O sol nem havia chegado direito e eu já estava tomando o meu café com aquele pão de leite bem quentinho e a manteiga de garrafa que minha vizinha deixara para mim. Eu costumava acordar mais tarde, visto que, por muito tempo, adentrava a madrugada estudando para a conclusão do curso. Foi um período em que não desviei o foco e deixei muita coisa para depois, como o encontro com os amigos, comprar roupas e sapatos

para as poucas festinhas naquele lugar tão pacato. Tudo valeria a pena depois da festa de colação de grau. Eu não estava fazendo nenhum sacrifício, pelo contrário, eu fazia como um investimento. Sonhava com um lugar ao sol. No entanto, após passar essa fase, eu sentia que faltava algo mais, que existia um vazio quando eu olhava para o meu futuro.

Eu só não sabia como resolver aquele desafio, devido às minhas limitações e às possibilidades encontradas numa cidade pequena, com pouco mais de vinte mil habitantes, poucos recursos e o limitado mercado de trabalho.

Assim, passava o tempo: dias em que indagava o futuro, horas em que o planejava calmamente sentada na areia da praia. Naquele dia, em especial, ocupei-me de ir a um salão de beleza e de arrumar a roupa para uma festa. Bom gosto eu tinha, o que me faltava era grana. Com sorte, encontrei algo que veio de encontro ao meu perfil.

À noitinha, fui ao casamento do meu melhor amigo. Eu estava feliz e, apesar do momento e das boas companhias, aquela situação martelava na minha cabeça: eu sentia que a vida queria mais de mim. E ela corria depressa. Sentia que o tempo passava por entre meus dedos. Era preciso uma estratégia para içar os meus sonhos para longe dali e, assim talvez, mudar o mindset.

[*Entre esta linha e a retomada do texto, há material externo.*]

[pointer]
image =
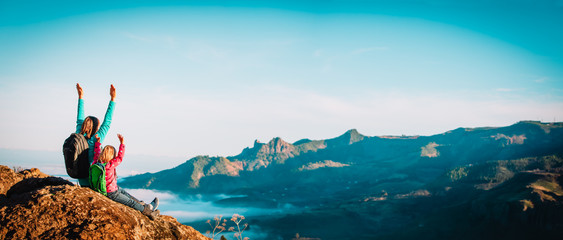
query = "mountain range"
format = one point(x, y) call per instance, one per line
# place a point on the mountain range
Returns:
point(487, 179)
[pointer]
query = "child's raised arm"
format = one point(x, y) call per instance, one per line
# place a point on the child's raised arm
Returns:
point(97, 149)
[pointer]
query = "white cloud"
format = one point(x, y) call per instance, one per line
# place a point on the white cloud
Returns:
point(136, 37)
point(370, 49)
point(541, 80)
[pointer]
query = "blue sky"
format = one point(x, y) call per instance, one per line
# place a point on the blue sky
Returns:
point(209, 77)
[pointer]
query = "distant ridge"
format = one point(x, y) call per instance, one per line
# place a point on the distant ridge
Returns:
point(353, 150)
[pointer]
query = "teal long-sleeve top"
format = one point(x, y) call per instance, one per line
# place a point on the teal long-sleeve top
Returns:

A Igreja estava lotada. Ao som da marcha nupcial, os noivos entraram. O padre já aguardava no altar e o casamento seguiu tranquilamente. Após a cerimônia, os convidados seguiram para o salão paroquial e ali fomos recebidos de forma aconchegante. Senti-me à vontade e, no fundo, culpava o amor-próprio por isso. Eu usava um vestido de cetim, na cor azul bic, com uma fenda que chamava à atenção. Embora não gostasse daquele tipo de roupa, a ocasião me incentivou para a ousadia. Meus

cabelos estavam arrumados, prendidos apenas por um grampo invisível e a maquiagem era bem leve.

Tudo corria serenamente até a hora do brinde aos noivos. Com as mãos ocupadas, uma com a taça de champanhe e a outra com o buquê da noiva, enquanto a mesma se preparava para fazer o corte do bolo, de repente fui surpreendida com um esbarrão de um homem que estava de costas para mim e, num gesto atrapalhado, derramou vinho no meu vestido. Ele percebeu o meu constrangimento. Era o padrinho dos noivos que fazia uma homenagem para eles naquele momento. Um homem alto, bem vestido, bonito e de um olhar penetrante. Olhou-me nos olhos, pediu desculpas pelo ocorrido e, sem que percebêssemos, nosso olhar se prolongou e nos tirou de tempo até sermos interrompidos

pelo garçom, que nos oferecia outra taça. Aceitei e, fui à toalete me recompor. Dispersos, fomos cada um para um lado naquele espaço, mas a figura do rapaz seguiu no meu pensamento e, por mais que eu tentasse, não conseguia esquecer o seu olhar.

Durante toda a festa, eu procurei evitar o contato dele, sempre me saindo das situações que nos aproximavam. Como eu estava no meio de muitos amigos, tinha sempre com quem conversar e isso nos manteve distante.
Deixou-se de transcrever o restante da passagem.